= Gustave Cook =

American politician and judge

Gustave Cook (1835–1897) was an American politician and judge.

Born on 3 July 1835 in Lowndes County, Alabama, to parents Nathaniel and Harriet Anthony (Herbert) Cook, Gustave Cook moved to Texas in 1850. While employed at a pharmacy, he studied law under John B. Jones. After his admittance to the bar, Cook served as district court clerk in Fort Bend County and was county judge between 1856 and 1858. During the American Civil War, Cook served with Terry's Texas Rangers and attained the rank of colonel.

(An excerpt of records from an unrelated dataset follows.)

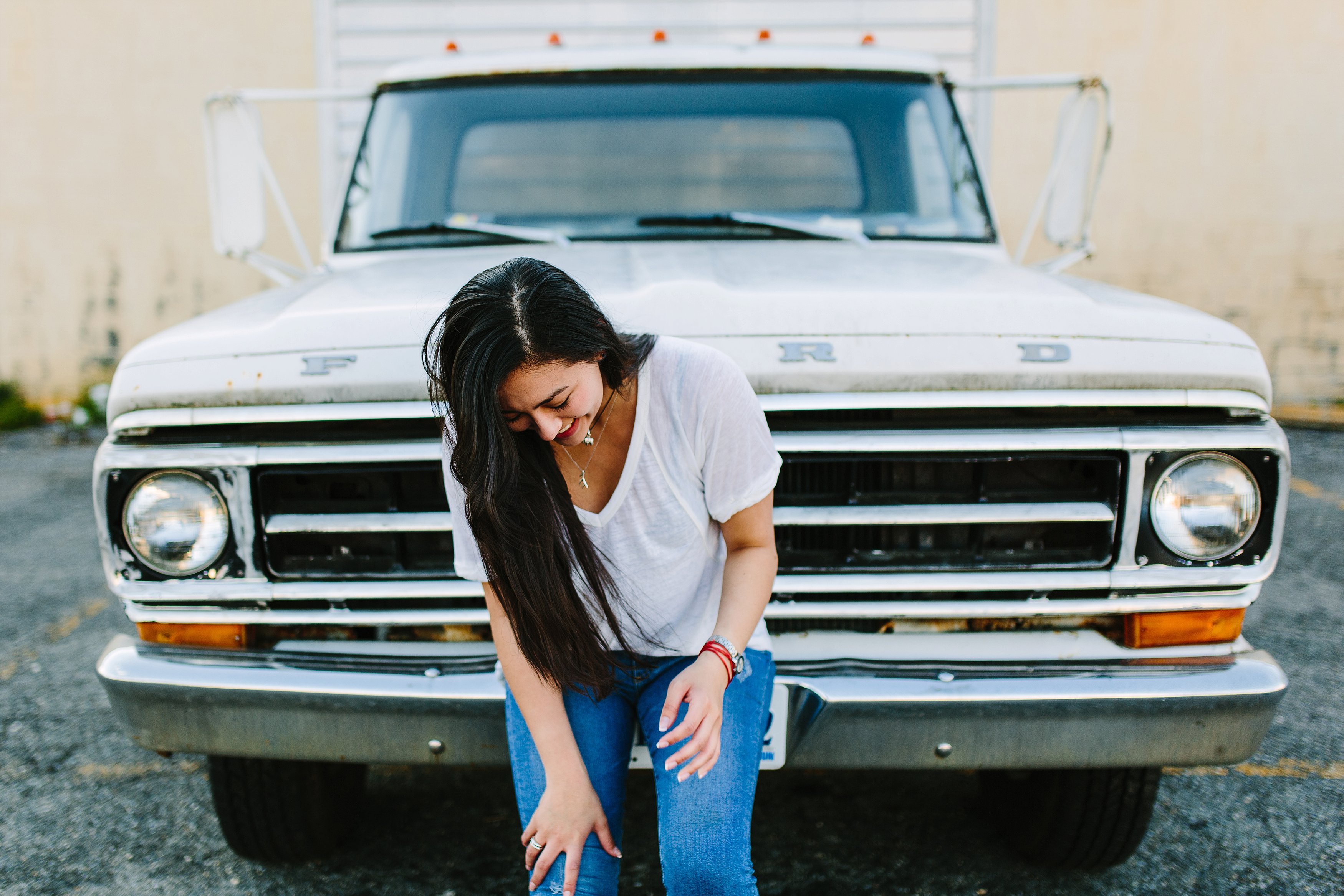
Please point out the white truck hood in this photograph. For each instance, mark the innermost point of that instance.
(898, 317)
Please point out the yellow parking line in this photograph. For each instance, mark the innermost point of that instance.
(1281, 769)
(1312, 491)
(135, 769)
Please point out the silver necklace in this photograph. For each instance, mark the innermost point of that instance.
(588, 440)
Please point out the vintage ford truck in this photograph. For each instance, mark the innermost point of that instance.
(1021, 515)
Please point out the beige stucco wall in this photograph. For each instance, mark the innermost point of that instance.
(1223, 190)
(104, 231)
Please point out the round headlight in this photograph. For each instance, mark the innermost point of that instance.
(1205, 507)
(175, 523)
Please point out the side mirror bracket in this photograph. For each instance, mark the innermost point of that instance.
(240, 178)
(1065, 205)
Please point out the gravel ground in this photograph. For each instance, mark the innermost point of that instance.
(83, 810)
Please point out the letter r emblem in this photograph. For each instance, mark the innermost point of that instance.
(803, 351)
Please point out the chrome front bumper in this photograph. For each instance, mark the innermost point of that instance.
(859, 716)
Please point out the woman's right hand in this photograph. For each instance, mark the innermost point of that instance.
(568, 813)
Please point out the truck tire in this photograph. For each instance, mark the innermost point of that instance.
(275, 810)
(1085, 818)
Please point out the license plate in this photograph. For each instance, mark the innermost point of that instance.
(772, 746)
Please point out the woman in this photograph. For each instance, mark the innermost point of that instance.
(617, 498)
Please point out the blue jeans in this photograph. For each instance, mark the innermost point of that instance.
(705, 824)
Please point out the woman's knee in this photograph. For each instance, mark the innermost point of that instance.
(698, 872)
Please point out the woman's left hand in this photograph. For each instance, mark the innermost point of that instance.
(701, 686)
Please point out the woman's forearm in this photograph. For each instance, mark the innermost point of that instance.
(541, 703)
(748, 573)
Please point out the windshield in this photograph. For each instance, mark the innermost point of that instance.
(663, 156)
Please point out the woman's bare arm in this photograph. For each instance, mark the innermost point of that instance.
(569, 809)
(748, 582)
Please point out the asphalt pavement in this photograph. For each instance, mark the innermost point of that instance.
(85, 812)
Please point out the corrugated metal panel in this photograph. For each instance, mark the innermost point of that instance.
(358, 40)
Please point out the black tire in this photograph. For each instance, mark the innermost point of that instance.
(275, 810)
(1085, 818)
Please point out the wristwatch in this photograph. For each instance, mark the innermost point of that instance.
(738, 660)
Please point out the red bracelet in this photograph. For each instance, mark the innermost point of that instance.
(722, 653)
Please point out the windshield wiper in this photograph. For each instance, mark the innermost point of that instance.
(464, 225)
(750, 220)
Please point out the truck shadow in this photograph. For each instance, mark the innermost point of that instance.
(439, 831)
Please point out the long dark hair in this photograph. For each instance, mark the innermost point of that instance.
(535, 550)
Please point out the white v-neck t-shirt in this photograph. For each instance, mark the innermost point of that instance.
(701, 452)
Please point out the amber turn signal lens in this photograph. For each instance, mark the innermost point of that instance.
(1193, 627)
(195, 635)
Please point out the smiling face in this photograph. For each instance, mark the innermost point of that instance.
(557, 400)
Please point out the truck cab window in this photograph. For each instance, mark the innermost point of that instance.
(621, 156)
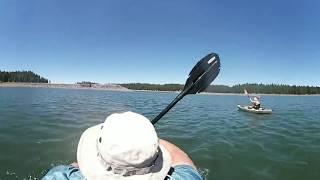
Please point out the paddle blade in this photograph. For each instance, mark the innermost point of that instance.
(202, 74)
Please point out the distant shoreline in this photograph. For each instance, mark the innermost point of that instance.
(108, 87)
(116, 87)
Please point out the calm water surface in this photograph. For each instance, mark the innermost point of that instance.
(40, 128)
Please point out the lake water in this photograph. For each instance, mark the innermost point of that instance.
(40, 128)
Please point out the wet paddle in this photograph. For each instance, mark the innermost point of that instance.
(200, 77)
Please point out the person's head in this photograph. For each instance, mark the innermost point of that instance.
(124, 147)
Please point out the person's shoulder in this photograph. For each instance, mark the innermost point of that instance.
(63, 172)
(185, 172)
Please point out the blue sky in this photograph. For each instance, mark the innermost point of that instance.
(160, 41)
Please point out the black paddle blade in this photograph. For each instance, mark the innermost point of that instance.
(202, 74)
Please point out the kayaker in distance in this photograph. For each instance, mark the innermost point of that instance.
(255, 102)
(126, 147)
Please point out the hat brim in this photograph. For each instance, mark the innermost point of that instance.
(92, 169)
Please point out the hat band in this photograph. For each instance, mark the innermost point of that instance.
(125, 170)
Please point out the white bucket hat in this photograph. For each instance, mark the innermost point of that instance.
(124, 147)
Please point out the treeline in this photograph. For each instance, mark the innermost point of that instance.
(252, 88)
(21, 76)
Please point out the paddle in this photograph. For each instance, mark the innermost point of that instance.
(246, 92)
(200, 77)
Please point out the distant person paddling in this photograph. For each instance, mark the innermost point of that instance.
(126, 147)
(255, 100)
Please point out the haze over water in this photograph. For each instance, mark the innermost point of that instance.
(40, 128)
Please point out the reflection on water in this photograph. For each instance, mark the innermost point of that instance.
(40, 128)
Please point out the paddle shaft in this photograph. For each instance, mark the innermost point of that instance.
(174, 102)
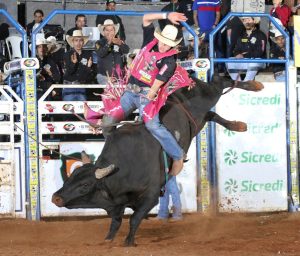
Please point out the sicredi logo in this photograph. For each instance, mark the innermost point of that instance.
(232, 186)
(248, 99)
(257, 129)
(231, 157)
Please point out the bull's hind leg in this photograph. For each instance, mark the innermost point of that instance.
(230, 125)
(146, 204)
(116, 221)
(254, 86)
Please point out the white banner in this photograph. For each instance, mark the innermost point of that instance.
(252, 166)
(64, 107)
(53, 171)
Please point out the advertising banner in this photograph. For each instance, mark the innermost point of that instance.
(53, 173)
(297, 40)
(252, 166)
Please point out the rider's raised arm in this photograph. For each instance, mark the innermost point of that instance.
(174, 17)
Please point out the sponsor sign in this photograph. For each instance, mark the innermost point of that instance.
(65, 128)
(297, 40)
(252, 166)
(53, 107)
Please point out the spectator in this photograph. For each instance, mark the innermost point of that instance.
(235, 28)
(111, 6)
(173, 191)
(173, 6)
(56, 52)
(187, 52)
(206, 15)
(185, 6)
(48, 72)
(111, 51)
(80, 22)
(282, 12)
(251, 44)
(277, 51)
(38, 18)
(78, 67)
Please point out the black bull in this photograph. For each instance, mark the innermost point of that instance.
(137, 158)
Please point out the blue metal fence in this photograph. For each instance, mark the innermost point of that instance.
(223, 60)
(23, 33)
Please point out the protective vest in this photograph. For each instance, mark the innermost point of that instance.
(144, 66)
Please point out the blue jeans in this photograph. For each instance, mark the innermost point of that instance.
(173, 191)
(131, 101)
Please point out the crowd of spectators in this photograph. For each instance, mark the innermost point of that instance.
(72, 63)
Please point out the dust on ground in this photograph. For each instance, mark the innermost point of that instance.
(197, 234)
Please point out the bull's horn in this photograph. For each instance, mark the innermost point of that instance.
(100, 173)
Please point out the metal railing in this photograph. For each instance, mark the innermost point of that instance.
(226, 60)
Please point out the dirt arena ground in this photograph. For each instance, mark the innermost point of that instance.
(197, 234)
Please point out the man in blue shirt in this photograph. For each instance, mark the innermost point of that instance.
(206, 15)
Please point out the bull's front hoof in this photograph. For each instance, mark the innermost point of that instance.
(129, 243)
(254, 86)
(237, 126)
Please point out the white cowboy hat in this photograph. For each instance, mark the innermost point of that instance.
(53, 46)
(76, 33)
(39, 41)
(167, 35)
(108, 22)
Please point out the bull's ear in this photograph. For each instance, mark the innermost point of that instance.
(100, 173)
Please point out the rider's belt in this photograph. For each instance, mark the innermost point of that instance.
(136, 88)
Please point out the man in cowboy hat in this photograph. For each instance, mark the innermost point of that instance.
(110, 52)
(150, 71)
(48, 72)
(277, 51)
(251, 44)
(56, 51)
(78, 66)
(111, 6)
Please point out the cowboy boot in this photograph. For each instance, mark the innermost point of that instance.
(107, 125)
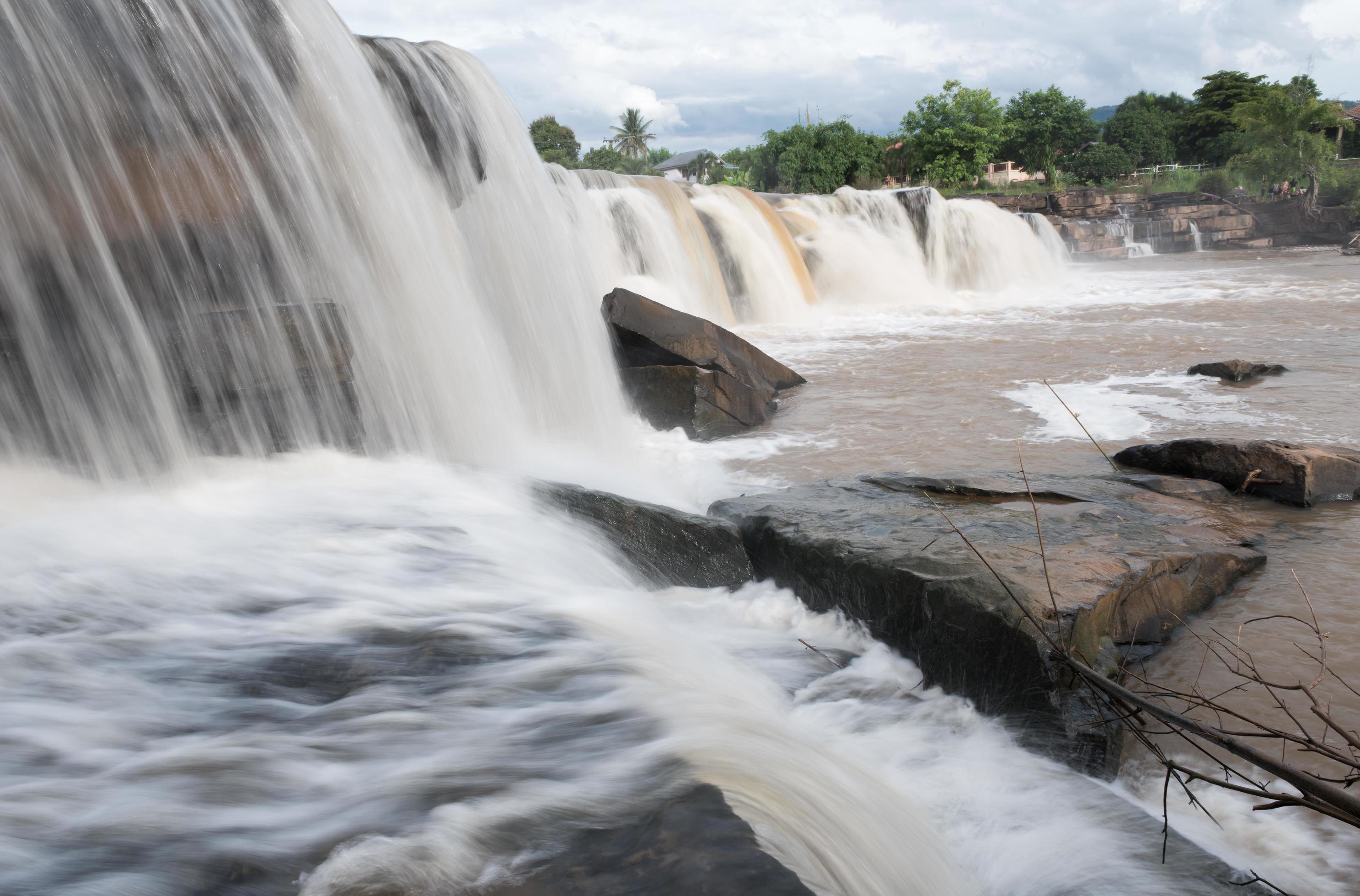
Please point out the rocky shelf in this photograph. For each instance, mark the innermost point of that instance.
(1126, 563)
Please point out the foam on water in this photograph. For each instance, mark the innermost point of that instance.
(291, 655)
(1125, 408)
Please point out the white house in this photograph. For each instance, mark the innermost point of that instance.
(674, 168)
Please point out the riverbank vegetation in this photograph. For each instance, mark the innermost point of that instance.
(1235, 131)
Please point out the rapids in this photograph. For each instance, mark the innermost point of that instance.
(286, 320)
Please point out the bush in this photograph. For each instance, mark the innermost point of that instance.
(1102, 162)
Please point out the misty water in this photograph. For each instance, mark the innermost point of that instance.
(279, 599)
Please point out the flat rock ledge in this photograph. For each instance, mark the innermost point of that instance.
(1126, 563)
(1290, 472)
(664, 546)
(1237, 370)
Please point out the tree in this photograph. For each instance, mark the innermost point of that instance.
(603, 160)
(633, 133)
(700, 166)
(1303, 87)
(1283, 135)
(1044, 126)
(739, 179)
(955, 132)
(818, 158)
(1208, 132)
(1102, 162)
(1144, 126)
(554, 142)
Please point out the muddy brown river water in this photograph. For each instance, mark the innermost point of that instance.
(936, 389)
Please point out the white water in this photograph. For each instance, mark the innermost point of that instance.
(207, 662)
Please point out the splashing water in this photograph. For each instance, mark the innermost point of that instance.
(230, 228)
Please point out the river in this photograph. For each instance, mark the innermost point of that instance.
(278, 611)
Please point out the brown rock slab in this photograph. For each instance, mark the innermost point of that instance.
(1290, 472)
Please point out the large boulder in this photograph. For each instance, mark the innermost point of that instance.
(1288, 472)
(649, 334)
(707, 404)
(1126, 565)
(665, 546)
(1237, 370)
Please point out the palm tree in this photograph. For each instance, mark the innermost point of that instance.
(633, 136)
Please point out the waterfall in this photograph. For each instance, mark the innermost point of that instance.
(1194, 232)
(1124, 229)
(240, 229)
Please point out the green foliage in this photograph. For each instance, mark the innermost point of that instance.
(744, 160)
(1208, 132)
(1144, 126)
(603, 160)
(955, 133)
(1303, 87)
(812, 160)
(1283, 135)
(700, 166)
(1045, 124)
(739, 179)
(554, 142)
(633, 133)
(1098, 164)
(1146, 135)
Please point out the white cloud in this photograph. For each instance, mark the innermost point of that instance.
(716, 74)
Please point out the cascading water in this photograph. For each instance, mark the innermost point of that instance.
(229, 229)
(780, 255)
(220, 193)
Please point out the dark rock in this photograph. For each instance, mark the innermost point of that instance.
(668, 547)
(693, 845)
(649, 334)
(1178, 487)
(1288, 472)
(1125, 562)
(1237, 370)
(707, 404)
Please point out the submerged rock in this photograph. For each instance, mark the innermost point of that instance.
(685, 372)
(691, 845)
(1125, 563)
(1237, 370)
(651, 334)
(1288, 472)
(668, 547)
(706, 404)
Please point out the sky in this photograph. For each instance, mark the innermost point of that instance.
(717, 75)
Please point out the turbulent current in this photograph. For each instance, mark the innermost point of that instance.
(288, 320)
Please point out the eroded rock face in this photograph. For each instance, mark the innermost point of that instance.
(1237, 370)
(1125, 563)
(665, 546)
(1288, 472)
(685, 372)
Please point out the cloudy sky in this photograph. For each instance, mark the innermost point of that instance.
(718, 74)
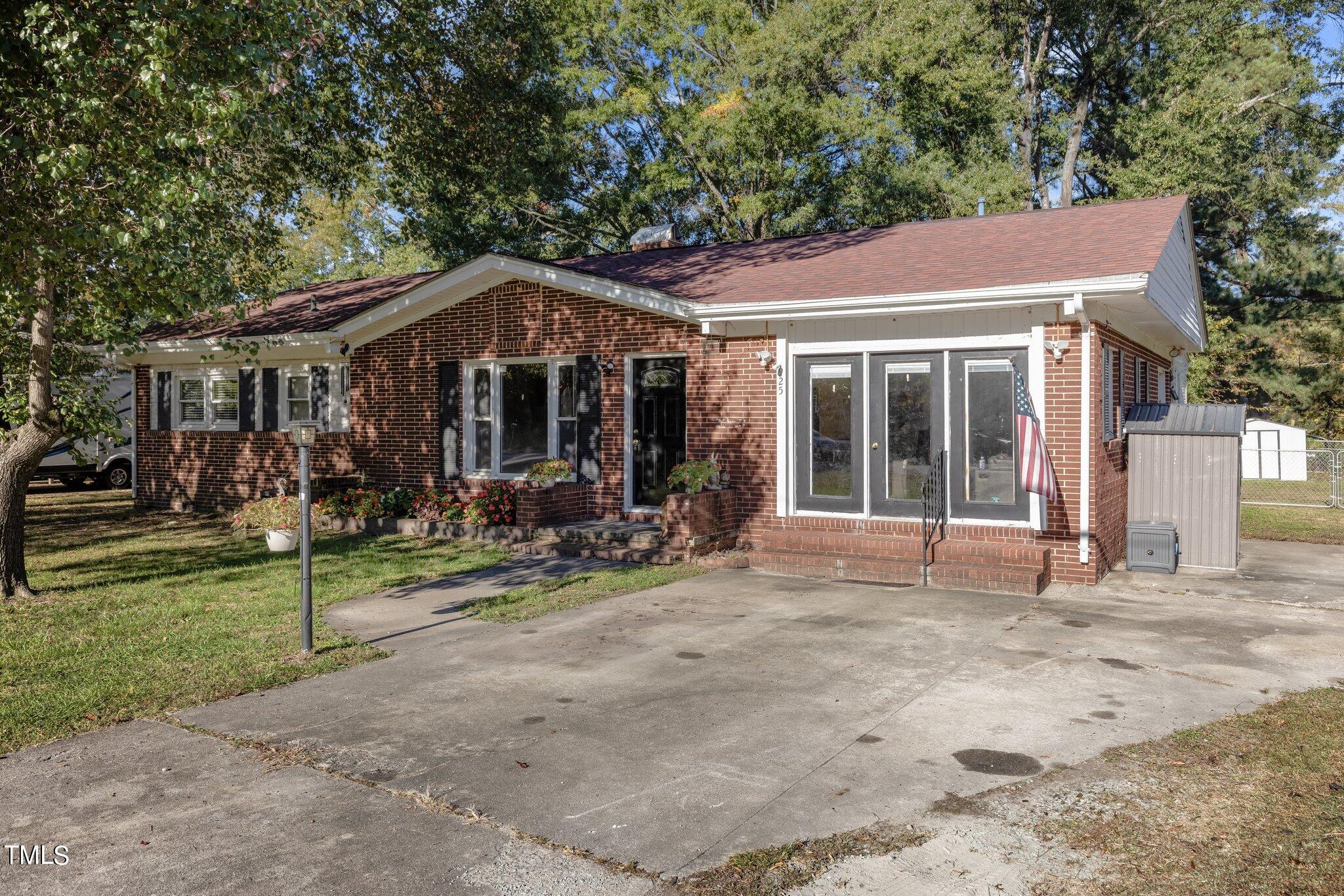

In 1870, Cook settled in Houston. He contested the 1872 Texas legislative election, and was awarded the seat held by Richard Allen. Cook was affiliated with the Democratic Party and represented district 14 of the Texas House of Representatives from 22 March 1873 to 13 January 1874. Later that year, Cook was appointed to a criminal court judgeship representing Harris and Galveston County, Texas. He resigned the judgeship on 1 October 1888. Cook attended the Philadelphia Peace Convention of 1866 to represent Texas, and ten years later, served as a delegate to the Democratic Party's state convention, held in the city of Galveston. From 1887, he actively opposed prohibition-related measures. Cooke supported the 1888 reelection campaign of Roger Q. Mills, and subsequently sought the Democratic gubernatorial nomination in 1890. The party's eventual nominee, Jim Hogg, won the governorship. Cooke moved to San Marcos in 1892, and died there in July 1897.